Patience Needed on the Epic Drive to Hana

From Kuhului to Hana, Maui the road is about 65 miles in distance.  Normally, it would be an hour drive on most roads—not to Hana.  The drive will surely take over two hours and even up to four hours depending how many stops you make.

There are 59 bridges. And, most of these bridges are one lane. 

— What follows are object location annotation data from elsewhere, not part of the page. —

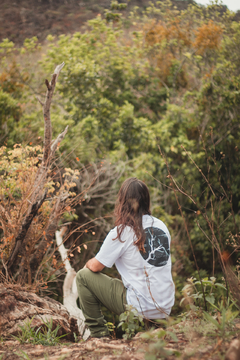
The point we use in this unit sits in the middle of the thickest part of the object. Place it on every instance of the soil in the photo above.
(191, 344)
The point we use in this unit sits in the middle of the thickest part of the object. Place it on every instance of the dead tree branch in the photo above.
(38, 194)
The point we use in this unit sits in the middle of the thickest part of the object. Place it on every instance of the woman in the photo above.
(139, 246)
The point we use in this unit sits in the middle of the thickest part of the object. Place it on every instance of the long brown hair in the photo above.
(133, 202)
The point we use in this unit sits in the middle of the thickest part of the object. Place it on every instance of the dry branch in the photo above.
(39, 194)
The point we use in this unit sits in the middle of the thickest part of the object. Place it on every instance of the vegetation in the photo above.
(154, 94)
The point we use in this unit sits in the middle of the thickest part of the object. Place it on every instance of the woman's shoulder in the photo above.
(152, 221)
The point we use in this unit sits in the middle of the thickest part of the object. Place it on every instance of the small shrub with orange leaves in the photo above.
(208, 37)
(18, 169)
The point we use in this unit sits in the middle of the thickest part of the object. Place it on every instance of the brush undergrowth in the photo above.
(44, 335)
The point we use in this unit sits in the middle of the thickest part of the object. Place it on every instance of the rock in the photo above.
(233, 352)
(18, 307)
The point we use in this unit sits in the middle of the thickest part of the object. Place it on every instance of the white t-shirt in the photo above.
(146, 275)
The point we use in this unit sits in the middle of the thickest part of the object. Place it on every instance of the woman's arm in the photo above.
(94, 265)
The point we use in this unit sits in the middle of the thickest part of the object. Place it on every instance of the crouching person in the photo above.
(139, 246)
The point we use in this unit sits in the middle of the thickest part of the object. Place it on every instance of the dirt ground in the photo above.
(191, 344)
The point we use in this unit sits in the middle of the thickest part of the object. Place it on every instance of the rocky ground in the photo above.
(185, 340)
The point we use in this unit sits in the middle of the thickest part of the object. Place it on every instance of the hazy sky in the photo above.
(233, 5)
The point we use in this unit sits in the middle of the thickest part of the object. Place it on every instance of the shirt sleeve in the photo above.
(111, 249)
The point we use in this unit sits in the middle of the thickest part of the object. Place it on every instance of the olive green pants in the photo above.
(94, 290)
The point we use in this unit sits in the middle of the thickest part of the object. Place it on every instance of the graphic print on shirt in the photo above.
(156, 247)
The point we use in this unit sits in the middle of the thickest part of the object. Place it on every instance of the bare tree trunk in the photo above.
(38, 194)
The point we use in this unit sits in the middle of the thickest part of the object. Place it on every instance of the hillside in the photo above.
(27, 18)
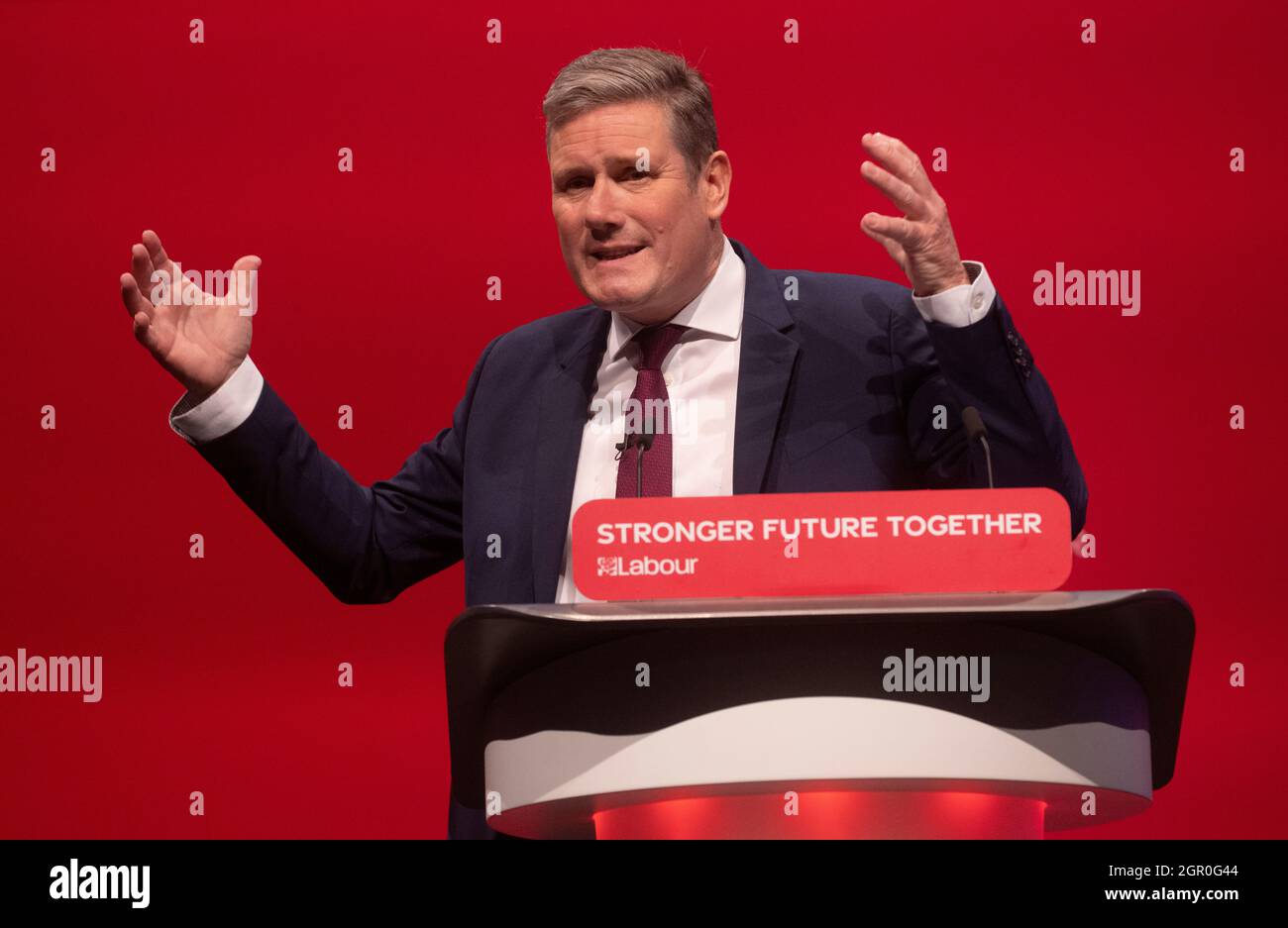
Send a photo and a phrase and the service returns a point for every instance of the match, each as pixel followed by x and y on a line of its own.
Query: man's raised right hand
pixel 198 338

You have to be real patient when someone is on the other side waiting to cross.  Also, there are 620 curves on the drive.

 

On the drive from Kuhului, you will pass the airport.

The town of Paia is quite interesting with cafés and shops.  A few miles east is the four-star restaurant known as “Mama’s Fish House.”  In 2007, we stopped to look at the menu.  When we saw a $12 Onion Soup, we left, taking the menu. 

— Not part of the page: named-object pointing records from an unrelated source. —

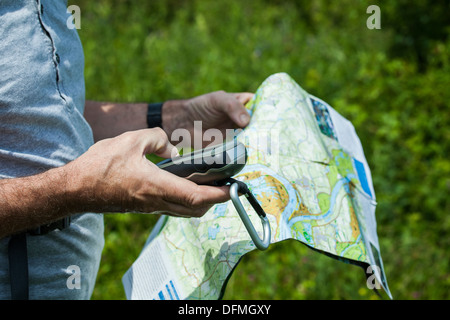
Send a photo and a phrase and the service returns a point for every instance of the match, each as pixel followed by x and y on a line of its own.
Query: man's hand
pixel 112 176
pixel 115 176
pixel 219 110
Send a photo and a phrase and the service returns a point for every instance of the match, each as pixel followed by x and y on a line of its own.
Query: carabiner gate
pixel 239 186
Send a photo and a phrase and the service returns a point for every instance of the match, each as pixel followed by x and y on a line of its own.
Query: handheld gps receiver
pixel 215 166
pixel 209 165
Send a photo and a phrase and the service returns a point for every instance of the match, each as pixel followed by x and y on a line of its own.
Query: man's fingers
pixel 188 198
pixel 244 97
pixel 156 142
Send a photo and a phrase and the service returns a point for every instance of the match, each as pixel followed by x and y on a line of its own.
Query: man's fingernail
pixel 244 118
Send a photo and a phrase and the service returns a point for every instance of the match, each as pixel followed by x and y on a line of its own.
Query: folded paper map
pixel 307 169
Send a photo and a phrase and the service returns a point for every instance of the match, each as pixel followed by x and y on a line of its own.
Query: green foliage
pixel 391 83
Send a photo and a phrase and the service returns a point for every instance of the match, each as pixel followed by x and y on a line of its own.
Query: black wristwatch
pixel 154 118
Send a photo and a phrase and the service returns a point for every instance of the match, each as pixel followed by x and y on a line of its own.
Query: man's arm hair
pixel 29 202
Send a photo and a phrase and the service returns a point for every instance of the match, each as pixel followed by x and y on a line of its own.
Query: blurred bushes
pixel 391 83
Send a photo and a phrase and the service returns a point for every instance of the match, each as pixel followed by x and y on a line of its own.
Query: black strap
pixel 18 266
pixel 18 257
pixel 154 113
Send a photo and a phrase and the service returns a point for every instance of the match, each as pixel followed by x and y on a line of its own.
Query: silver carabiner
pixel 236 187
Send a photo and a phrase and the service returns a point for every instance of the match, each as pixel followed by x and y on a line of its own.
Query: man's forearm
pixel 29 202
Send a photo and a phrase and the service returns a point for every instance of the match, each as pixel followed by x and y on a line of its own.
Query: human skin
pixel 114 175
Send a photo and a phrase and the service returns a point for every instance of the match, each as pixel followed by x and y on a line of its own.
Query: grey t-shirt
pixel 41 127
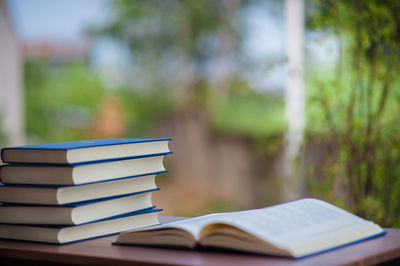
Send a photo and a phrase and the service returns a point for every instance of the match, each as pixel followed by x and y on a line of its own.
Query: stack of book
pixel 72 191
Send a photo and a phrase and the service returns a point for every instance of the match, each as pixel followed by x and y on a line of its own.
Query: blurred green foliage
pixel 355 106
pixel 60 99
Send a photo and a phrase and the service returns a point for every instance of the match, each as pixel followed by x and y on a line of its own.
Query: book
pixel 295 229
pixel 84 151
pixel 68 234
pixel 74 214
pixel 61 195
pixel 82 173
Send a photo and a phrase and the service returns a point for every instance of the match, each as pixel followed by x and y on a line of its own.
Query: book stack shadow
pixel 72 191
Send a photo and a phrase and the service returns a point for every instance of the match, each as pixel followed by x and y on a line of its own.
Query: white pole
pixel 294 93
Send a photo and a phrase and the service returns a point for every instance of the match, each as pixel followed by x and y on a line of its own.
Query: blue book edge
pixel 17 164
pixel 344 245
pixel 81 144
pixel 76 203
pixel 82 184
pixel 80 240
pixel 61 226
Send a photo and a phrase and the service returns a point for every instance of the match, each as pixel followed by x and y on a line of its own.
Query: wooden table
pixel 101 252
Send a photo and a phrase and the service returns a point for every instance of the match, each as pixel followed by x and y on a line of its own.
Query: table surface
pixel 101 251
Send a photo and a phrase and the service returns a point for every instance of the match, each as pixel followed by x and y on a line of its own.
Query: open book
pixel 295 229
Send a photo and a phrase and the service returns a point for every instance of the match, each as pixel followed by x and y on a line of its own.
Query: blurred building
pixel 55 51
pixel 11 93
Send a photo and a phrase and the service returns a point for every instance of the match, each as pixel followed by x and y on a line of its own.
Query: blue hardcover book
pixel 74 233
pixel 85 151
pixel 80 173
pixel 63 195
pixel 75 214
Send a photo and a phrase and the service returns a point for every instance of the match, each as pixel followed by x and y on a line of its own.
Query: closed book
pixel 74 233
pixel 82 173
pixel 84 151
pixel 74 214
pixel 61 195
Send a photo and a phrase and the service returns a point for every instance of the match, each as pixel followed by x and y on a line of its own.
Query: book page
pixel 191 225
pixel 290 222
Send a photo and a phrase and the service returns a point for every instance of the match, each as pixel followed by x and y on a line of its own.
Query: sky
pixel 55 19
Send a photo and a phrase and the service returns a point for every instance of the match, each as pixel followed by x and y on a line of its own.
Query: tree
pixel 359 104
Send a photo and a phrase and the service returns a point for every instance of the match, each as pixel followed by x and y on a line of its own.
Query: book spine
pixel 2 155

Close by is Hookipa Beach Park famed for being an International wind surfing spot.

Road 36 eventually turns to route 360—Hana Highway.  We have been to Hana three times.  Each time was a different experience.

Our first journey in 1998 tested our relationship and patience.  Even the waiter at the original Outback in West Maui thought we had just come back from Hana by looking at our faces.

Some people hire tours to make this trip.

We learned that staying in Hana one or two days is the best.  In 2012, we rented a cottage for one night.  It was about ten miles outside of Hana making it at least 20 minutes to get to Hana.

The 2nd story apartment was comfortable.  The rains did knock out the TV dish reception leaving us to our computer. 

I caught Kathie petting a Cat, which she rarely ever does. 

After a hard rain, there was a beautiful sunset.

Our stay in 2015 was a downstairs apartment, close to Hana, known as Heavenly Hana Paradise.  We noticed the place is still opened as of 2020.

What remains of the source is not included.